The Project

In Essen, as in many other cities in the Ruhr region, the expansion of car-oriented infrastructure has been the main focus in recent decades. Active forms of mobility such as cycling and walking have fallen by the wayside. As part of the BMBF’s “MobilitätsWerkStadt 2025” funding program, the city of Essen wants to transform its public spaces and traffic routes and sustainably design them for quality of stay and mobility for all. Particular focus is being placed on pedestrian traffic, which still receives far too little attention as an independent form of mobility. In the first phase of the project, the city of Essen worked together with stakeholders from the field of pedestrian traffic to identify various problem areas and develop strategies and measures for specific weak points in the urban area (see imobis project “MobilitätWerkStadt Essen 25”).

The second phase is all about implementation: The “Grüne Hauptstat Agentur”(GHA, City of Essen), the Institute for Mobility and Urban Planning (imobis) and the Institute for Urban Public Health (InUPH) will set up real laboratories in two Essen neighborhoods over the next three years, where different measures will be implemented experimentally over several months.

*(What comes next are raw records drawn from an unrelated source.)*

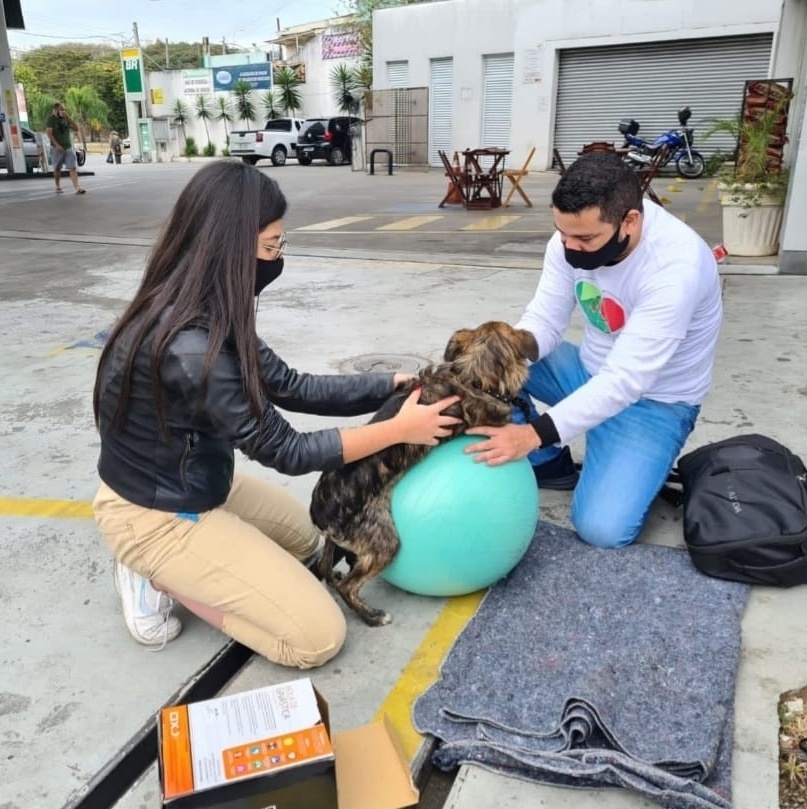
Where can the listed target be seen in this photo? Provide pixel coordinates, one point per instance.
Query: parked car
(325, 139)
(31, 150)
(276, 141)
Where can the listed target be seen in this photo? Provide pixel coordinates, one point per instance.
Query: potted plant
(753, 193)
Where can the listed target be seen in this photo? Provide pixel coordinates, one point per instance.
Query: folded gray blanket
(592, 668)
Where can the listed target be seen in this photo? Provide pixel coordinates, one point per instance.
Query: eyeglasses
(278, 249)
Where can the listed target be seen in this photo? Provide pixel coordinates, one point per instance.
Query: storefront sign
(132, 65)
(341, 46)
(197, 82)
(258, 75)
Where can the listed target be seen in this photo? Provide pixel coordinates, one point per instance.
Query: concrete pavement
(74, 688)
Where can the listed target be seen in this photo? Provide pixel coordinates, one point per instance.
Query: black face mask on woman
(592, 259)
(266, 271)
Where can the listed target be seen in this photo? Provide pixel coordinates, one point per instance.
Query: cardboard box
(271, 747)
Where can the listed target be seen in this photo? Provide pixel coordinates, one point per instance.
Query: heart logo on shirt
(603, 311)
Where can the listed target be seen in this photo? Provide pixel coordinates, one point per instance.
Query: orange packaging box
(271, 746)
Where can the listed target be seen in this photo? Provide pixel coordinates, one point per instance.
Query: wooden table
(483, 183)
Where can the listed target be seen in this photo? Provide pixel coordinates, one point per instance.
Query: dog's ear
(529, 346)
(457, 344)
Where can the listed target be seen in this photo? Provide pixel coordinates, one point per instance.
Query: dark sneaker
(559, 474)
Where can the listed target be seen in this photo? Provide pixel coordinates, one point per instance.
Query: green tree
(87, 109)
(104, 75)
(181, 115)
(40, 108)
(288, 83)
(271, 105)
(343, 81)
(224, 113)
(244, 105)
(204, 113)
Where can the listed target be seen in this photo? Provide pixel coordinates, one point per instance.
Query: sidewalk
(75, 689)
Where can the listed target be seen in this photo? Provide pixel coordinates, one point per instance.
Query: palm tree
(224, 113)
(343, 82)
(288, 82)
(270, 105)
(87, 109)
(244, 105)
(181, 115)
(204, 114)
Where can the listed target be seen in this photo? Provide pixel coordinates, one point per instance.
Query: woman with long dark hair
(182, 382)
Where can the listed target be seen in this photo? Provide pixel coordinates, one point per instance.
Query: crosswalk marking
(410, 223)
(492, 222)
(336, 223)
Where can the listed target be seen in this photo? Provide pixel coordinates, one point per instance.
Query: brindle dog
(351, 506)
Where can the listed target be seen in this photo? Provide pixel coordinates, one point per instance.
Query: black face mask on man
(266, 271)
(592, 259)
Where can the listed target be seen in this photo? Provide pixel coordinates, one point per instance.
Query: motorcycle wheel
(691, 169)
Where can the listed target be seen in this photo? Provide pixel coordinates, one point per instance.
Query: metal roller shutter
(650, 82)
(497, 100)
(441, 94)
(397, 74)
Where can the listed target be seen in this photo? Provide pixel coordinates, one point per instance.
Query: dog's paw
(373, 617)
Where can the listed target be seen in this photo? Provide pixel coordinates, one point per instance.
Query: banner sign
(132, 65)
(197, 82)
(258, 75)
(341, 46)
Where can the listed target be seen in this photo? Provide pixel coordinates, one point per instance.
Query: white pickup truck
(276, 142)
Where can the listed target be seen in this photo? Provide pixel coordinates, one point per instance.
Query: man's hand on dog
(508, 443)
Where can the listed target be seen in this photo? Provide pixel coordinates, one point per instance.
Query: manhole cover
(381, 363)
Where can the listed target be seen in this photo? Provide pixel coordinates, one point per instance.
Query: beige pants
(241, 559)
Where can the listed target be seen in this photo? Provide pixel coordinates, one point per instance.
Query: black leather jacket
(191, 470)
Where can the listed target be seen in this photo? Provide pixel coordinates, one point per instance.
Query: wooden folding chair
(456, 193)
(652, 170)
(516, 176)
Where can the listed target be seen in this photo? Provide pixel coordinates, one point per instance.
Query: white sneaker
(146, 610)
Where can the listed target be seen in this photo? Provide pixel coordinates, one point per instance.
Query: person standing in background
(58, 128)
(115, 146)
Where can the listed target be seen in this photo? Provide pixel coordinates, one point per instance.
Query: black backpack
(745, 510)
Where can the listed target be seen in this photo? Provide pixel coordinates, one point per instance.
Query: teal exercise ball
(463, 524)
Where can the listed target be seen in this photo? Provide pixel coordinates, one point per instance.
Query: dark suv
(325, 139)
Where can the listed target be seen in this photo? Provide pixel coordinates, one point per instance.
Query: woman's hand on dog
(503, 444)
(414, 423)
(399, 380)
(425, 424)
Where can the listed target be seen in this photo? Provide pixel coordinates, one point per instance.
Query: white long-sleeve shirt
(651, 322)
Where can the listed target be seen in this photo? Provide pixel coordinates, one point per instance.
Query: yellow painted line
(423, 669)
(335, 223)
(36, 507)
(492, 222)
(706, 199)
(410, 223)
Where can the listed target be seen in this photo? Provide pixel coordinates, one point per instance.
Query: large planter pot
(751, 224)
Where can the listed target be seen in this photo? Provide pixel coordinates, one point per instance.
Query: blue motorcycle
(688, 162)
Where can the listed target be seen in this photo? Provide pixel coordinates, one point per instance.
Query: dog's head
(492, 357)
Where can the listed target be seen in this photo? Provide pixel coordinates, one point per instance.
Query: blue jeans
(627, 458)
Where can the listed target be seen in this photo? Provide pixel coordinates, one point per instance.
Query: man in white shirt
(648, 289)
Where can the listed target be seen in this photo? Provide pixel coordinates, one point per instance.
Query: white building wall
(535, 31)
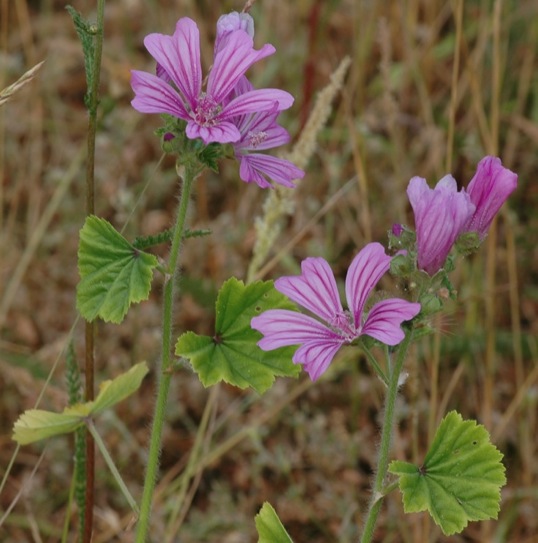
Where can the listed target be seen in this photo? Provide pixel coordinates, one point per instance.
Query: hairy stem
(164, 375)
(90, 209)
(378, 491)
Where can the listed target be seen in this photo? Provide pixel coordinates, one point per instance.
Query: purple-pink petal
(255, 166)
(488, 190)
(249, 174)
(256, 101)
(224, 132)
(363, 275)
(153, 95)
(315, 289)
(441, 215)
(231, 62)
(179, 56)
(316, 356)
(385, 318)
(282, 328)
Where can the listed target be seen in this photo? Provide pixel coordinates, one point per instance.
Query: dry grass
(432, 84)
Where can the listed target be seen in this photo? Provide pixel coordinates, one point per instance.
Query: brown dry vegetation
(310, 449)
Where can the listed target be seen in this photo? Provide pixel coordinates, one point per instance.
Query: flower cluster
(443, 214)
(316, 290)
(228, 109)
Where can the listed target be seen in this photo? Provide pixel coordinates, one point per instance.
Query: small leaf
(232, 355)
(460, 479)
(114, 391)
(113, 273)
(269, 527)
(37, 424)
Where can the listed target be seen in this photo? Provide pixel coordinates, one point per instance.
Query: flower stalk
(189, 173)
(379, 491)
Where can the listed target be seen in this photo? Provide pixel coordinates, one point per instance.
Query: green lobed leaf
(460, 479)
(269, 527)
(37, 424)
(113, 273)
(232, 354)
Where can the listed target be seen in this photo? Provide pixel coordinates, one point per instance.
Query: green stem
(90, 210)
(164, 375)
(386, 440)
(376, 366)
(111, 466)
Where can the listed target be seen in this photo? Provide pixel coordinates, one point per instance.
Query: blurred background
(433, 86)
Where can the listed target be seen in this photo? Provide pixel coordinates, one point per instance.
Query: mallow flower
(259, 132)
(441, 215)
(230, 22)
(316, 290)
(488, 190)
(177, 87)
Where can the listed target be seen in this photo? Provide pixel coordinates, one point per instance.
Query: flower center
(342, 323)
(206, 111)
(255, 138)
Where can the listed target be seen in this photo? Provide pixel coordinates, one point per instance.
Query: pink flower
(441, 215)
(230, 22)
(488, 190)
(316, 290)
(208, 114)
(259, 132)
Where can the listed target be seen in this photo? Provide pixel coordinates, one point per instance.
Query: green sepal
(113, 273)
(37, 424)
(232, 355)
(269, 527)
(460, 479)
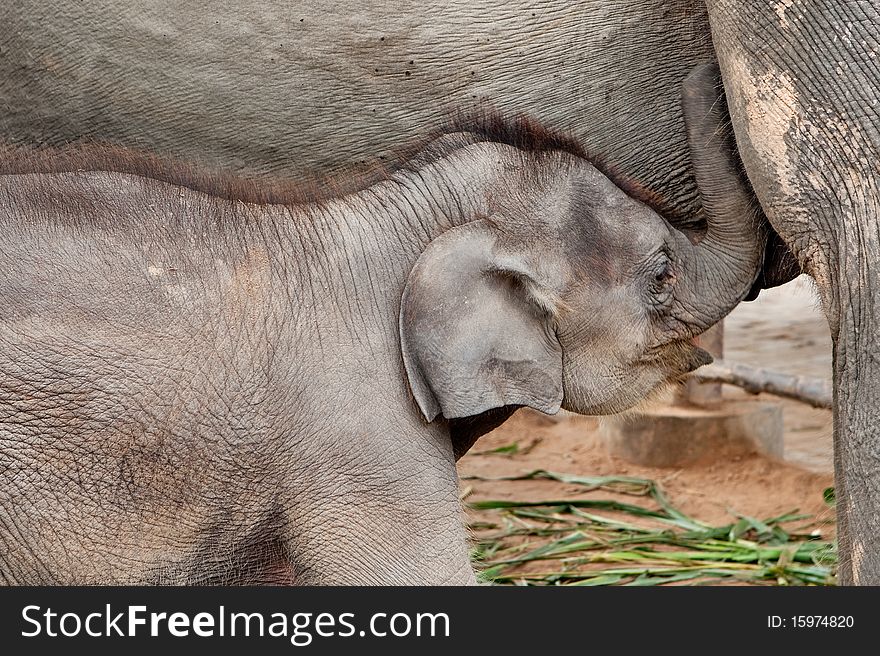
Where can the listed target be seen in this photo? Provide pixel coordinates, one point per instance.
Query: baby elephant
(198, 389)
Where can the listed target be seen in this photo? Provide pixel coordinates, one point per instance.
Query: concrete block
(673, 436)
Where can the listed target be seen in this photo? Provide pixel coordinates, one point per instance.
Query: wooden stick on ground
(814, 391)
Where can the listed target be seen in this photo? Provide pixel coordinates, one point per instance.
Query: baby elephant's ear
(476, 330)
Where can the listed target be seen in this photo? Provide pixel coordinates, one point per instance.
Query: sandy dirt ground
(784, 330)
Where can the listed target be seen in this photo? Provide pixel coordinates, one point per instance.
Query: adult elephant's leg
(803, 84)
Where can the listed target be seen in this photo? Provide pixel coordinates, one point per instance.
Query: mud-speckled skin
(803, 83)
(200, 390)
(318, 86)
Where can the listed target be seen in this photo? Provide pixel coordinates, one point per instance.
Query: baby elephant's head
(576, 296)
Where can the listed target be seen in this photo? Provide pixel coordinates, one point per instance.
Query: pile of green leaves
(609, 542)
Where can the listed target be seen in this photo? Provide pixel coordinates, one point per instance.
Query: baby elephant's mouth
(684, 357)
(696, 358)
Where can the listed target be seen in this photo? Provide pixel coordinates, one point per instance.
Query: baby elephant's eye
(663, 280)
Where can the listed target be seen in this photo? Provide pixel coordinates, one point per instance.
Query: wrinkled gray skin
(315, 86)
(195, 390)
(803, 79)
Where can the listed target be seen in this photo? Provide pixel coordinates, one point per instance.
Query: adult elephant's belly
(311, 87)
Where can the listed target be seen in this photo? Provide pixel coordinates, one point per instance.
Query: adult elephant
(309, 88)
(803, 83)
(274, 89)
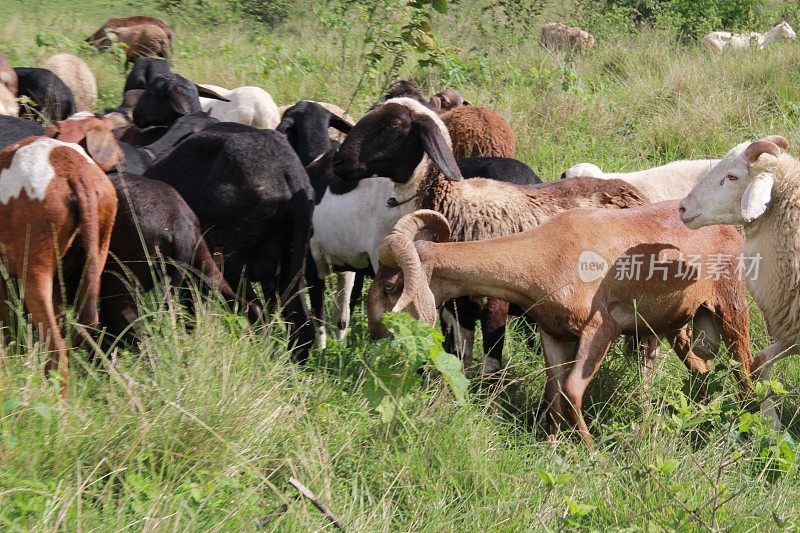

Together with the population, they will test how a change in street spaces, new access to means of transport or technological incentive systems affect local mobility. Particular attention will be paid to the acoustics of street spaces – what influence does urban sound quality have on quality of stay, health and mobility behavior?

Contact InUPH

Judith Schröder, M.A.

Researcher

Focus on Acoustic Quality

The acoustics of streetscapes are a particular focus. As part of Be-MoVe, the Institute for Urban Public Health (InUPH) is investigating the acoustic quality of urban spaces and how people perceive and evaluate it. To answer these questions, InUPH conducted a total of 35 soundwalks in Holsterhausen and the city center in 2022 and 2023. These soundwalks are one-hour walks during which participants follow a set route and stop at certain locations to listen carefully. A questionnaire is then used to assess what they heard, for example whether the sounds were perceived as annoying or pleasant.

First results have already been presented at an event with the participants of the soundwalks at the University of Duisburg-Essen. Further soundwalks are not planned as part of Be-MoVe, but some of the project’s findings will soon be compiled into a so-called storymap and made available online. This will provide interested citizens with background information on the project, audio-visual information on the listening stations, and the results of the questionnaires in the form of a digital story, allowing them to experience the soundwalks retroactively along the original routes.